The bug-affected API allowed registered developers to build tools to better support businesses and their communications with customers on the micro-blogging platform.
The bug delivered interactions and “Direct Messages” (DMs) of users with certain business related accounts and developers to wrong profile addresses.
This bug might have occurred due to technical circumstances like multiple registered developers having the same AAAPI or matching URL paths, the company wrote in a blog-post early on Saturday.
“Through our work so far, and the information made available to us by our partners, we can confirm that the bug did not affect any of the partners or customers with whom we have completed our review,” the post said.

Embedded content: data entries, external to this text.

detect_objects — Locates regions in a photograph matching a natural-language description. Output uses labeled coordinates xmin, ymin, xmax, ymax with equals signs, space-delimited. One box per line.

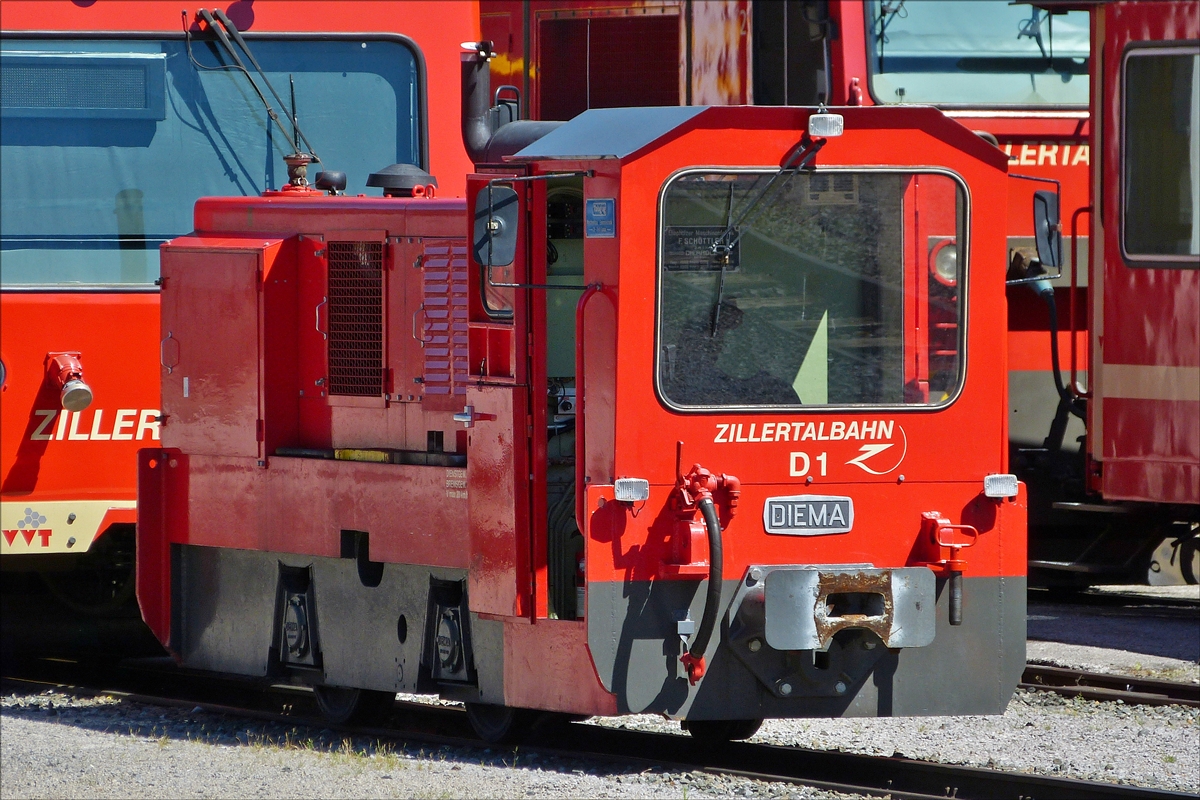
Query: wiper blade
xmin=708 ymin=134 xmax=827 ymax=336
xmin=211 ymin=8 xmax=320 ymax=160
xmin=710 ymin=183 xmax=736 ymax=336
xmin=709 ymin=135 xmax=827 ymax=258
xmin=189 ymin=9 xmax=320 ymax=186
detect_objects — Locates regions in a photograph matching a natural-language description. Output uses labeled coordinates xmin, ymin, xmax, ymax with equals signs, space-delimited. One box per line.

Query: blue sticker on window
xmin=585 ymin=198 xmax=615 ymax=238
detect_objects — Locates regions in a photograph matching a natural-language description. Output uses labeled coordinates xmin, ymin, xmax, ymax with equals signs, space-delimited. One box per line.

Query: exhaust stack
xmin=460 ymin=41 xmax=562 ymax=166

Registered developers who performed subscription related activities in the same time period as some other developer or cases where these activities originated from the same back-end server from within Twitter’s data-center are also being considered as reasons why the bug came into existence.
In a previous blog-post, the company claimed that this bug, that ran from May 2017 and got discovered earlier in September 2018, affected less than one per cent of the over 335 million global Twitter users.
“If your account was affected by this bug, we will contact you directly through an in-app notice and on Twitter itself. We have contacted our developer partners and are working with them to ensure that they are complying with their obligations to delete information they should not have,” the micro-blogging site had said.
The investigation is still going on and in the coming days, the company aims to include a review of their remaining enterprise partners who could have been impacted.